The term "bully pulpit" stems from President Theodore Roosevelt's reference to the White House as a "bully pulpit," meaning a terrific platform from which to persuasively advocate an agenda. Roosevelt often used the word "bully" as an adjective meaning superb/wonderful. The Bully Pulpit features news, reasoned discourse, opinion and some humor.

Tuesday, September 30, 2008

Can Congress Fix A Problem It Caused?

By Thomas Sowell
IBD Editorials

Nothing could more painfully demonstrate what is wrong with Congress than the current financial crisis.

Among the congressional "leaders" invited to the White House to devise a bailout "solution" are the very people who have for years created the risks that have come home to roost.

Five years ago, Barney Frank vouched for the "soundness" of Fannie Mae and Freddie Mac and said "I do not see" any "possibility of serious financial losses to the Treasury."

Moreover, he said the federal government has "probably done too little rather than too much to push them to meet the goals of affordable housing."

Earlier this year, Sen.
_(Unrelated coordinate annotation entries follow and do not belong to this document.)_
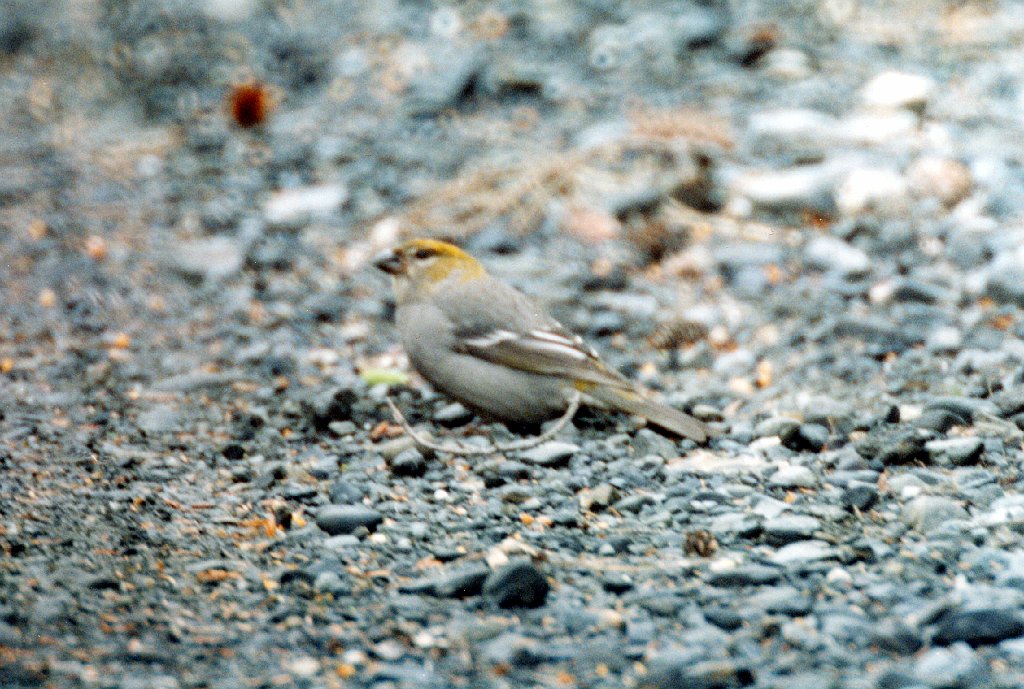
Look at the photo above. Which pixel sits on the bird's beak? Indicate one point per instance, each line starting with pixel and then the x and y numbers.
pixel 389 262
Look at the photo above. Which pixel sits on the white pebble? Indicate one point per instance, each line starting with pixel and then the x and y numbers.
pixel 897 89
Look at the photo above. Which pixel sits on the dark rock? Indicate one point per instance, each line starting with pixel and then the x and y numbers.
pixel 683 673
pixel 978 628
pixel 896 637
pixel 889 337
pixel 452 416
pixel 894 445
pixel 343 492
pixel 860 496
pixel 337 519
pixel 517 585
pixel 410 463
pixel 332 405
pixel 805 437
pixel 908 289
pixel 956 451
pixel 462 583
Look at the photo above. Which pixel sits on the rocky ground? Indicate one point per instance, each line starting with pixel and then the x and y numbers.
pixel 801 221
Chris Dodd praised Fannie Mae and Freddie Mac for "riding to the rescue" when other financial institutions were cutting back on mortgage loans. He too said they "need to do more" to help subprime borrowers get better loans.

In other words, Rep. Frank and Sen. Dodd wanted government to push financial institutions to lend to people they wouldn't lend to otherwise, because of the risk of default.

The idea that politicians can assess risks better than people who've spent their whole careers doing so is so obviously absurd that no one should take it seriously.